TRAINCONTROL = trainControl(method = "cv", number = 10, verboseIter = TRUE)
basketball.glm <- train(plus_minus ~ off_rtg + def_rtg + team_off_rtg + opp_team_off_rtg + tpar + usg_perc + drb + tp_perc, data = basketball, method = "glm", trControl = TRAINCONTROL)
basketball.glm
## Generalized Linear Model
##
## 161678 samples
## 58 predictor
##
## No pre-processing
## Resampling: Cross-Validated (10 fold)
## Summary of sample sizes: 145508, 145510, 145510, 145510, 145508, 145510, ...
## Resampling results:
##
## RMSE Rsquared
## 7.967788 0.499138
##
##
Our root mean squared error is 7.967831, which means that we are off by that much in our calculations on average. Considering that our adjusted r-squared value is 0.4991, this is not a terrible outcome, as we are correct about half the time, which means that in that half, we are essentially within 8 points of the right value. Now, let’s see which parameters made the largets impact.

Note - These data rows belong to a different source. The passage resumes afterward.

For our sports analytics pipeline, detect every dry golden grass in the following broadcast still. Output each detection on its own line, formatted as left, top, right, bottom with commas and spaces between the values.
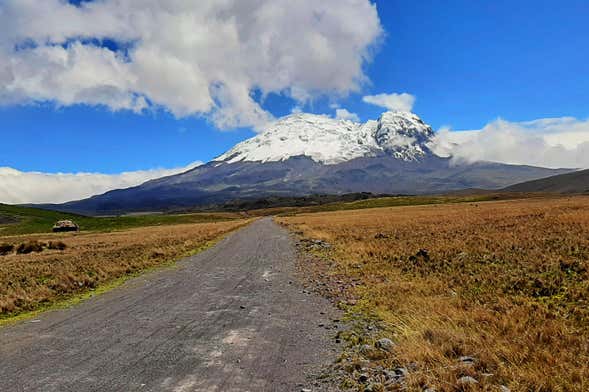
279, 196, 589, 391
0, 220, 248, 316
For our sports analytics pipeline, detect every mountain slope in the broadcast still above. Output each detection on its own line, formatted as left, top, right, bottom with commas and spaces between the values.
504, 170, 589, 193
43, 112, 568, 214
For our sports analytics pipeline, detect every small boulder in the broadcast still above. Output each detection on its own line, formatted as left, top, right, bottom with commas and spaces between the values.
53, 220, 80, 233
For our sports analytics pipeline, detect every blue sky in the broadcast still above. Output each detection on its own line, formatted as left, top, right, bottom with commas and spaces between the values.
0, 0, 589, 173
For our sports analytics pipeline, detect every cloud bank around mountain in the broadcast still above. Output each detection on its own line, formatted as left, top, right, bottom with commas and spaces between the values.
362, 93, 415, 112
0, 0, 383, 128
432, 117, 589, 168
0, 162, 201, 204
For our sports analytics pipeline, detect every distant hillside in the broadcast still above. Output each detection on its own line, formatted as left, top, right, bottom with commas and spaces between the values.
0, 203, 240, 237
504, 170, 589, 193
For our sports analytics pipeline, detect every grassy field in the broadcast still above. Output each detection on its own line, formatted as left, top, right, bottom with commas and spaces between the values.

summary(basketball.glm$finalModel)
##
## Call:
## NULL
##
## Deviance Residuals:
## Min 1Q Median 3Q Max
## -36.317 -5.316 -0.024 5.330 35.630
##
## Coefficients:
## Estimate Std. Error t value Pr(>|t|)
## (Intercept) -1.9624932 0.2565506 -7.65 2.03e-14 ***
## off_rtg 0.0465270 0.0006572 70.80 < 2e-16 ***
## def_rtg -0.1127784 0.0042051 -26.82 < 2e-16 ***
## team_off_rtg 0.4556942 0.0018415 247.46 < 2e-16 ***
## opp_team_off_rtg -0.3861599 0.0044337 -87.10 < 2e-16 ***
## tpar 1.0780860 0.0930998 11.58 < 2e-16 ***
## usg_perc 0.0313286 0.0028128 11.14 < 2e-16 ***
## drb 0.2825914 0.0087538 32.28 < 2e-16 ***
## tp_perc 0.9011014 0.0834246 10.80 < 2e-16 ***
## ---
## Signif. codes: 0 '***' 0.001 '**' 0.01 '*' 0.05 '.' 0.1 ' ' 1
##
## (Dispersion parameter for gaussian family taken to be 63.48344)
##
## Null deviance: 20492516 on 161677 degrees of freedom
## Residual deviance: 10263304 on 161669 degrees of freedom
## AIC: 1129923
##
## Number of Fisher Scoring iterations: 2
The values in the estimate column represent how much the plus/minus rating is impacted by an increase in that variable by one. This is extremely interesting, as the two variables that seem to have the largest impact here are the three point attempt rate and the three point percent variables. The outcome here seems to confirm the popular opinion amongst basketball analysts that the three point shot is extremely valuable and that teams should look to attempt more three pointers. Another interesting wrinkle here is that both team’s offensive ratings seem to impact the plus/minus score more than a player’s individual offensive and defensive ratings.
There were many interesting observations to be taken away from this model, the first of which is the importance of the three point shot. Secondly, the performance of the team around a player seems to affect his plus/minus score more than his own actions, and that makes intuitive sense, as basketball is a team sport in which outside circumstances can control much more than a single player can. Lastly, we must put into perspective our findings. We have been saying that the outcomes of a .4991 adjusted r-squared and a RMSE slightly below 8 are good outcomes, but numerically, they don’t seem very good. However, it is important to remember that what we have attempted to do was never going to yield optimal results; it is impossible to quantify and detect exactly the things a player can do to have the maximum possible positive impact on a game. However, this exercise has shined some light on what aspects may nudge a player’s impact in a more positive direction, and that is not something to be taken lightly. Furthermore, the large impact of advanced statistics such as offensive and defensive ratings shows the developments that have been made in the realm of basketball analytics, and the future of the field appears bright. Maybe one day, with further developments, the question of what determines a player’s plus/minus value can be more reliably answered, and a blueprint to basketball success can become more concrete.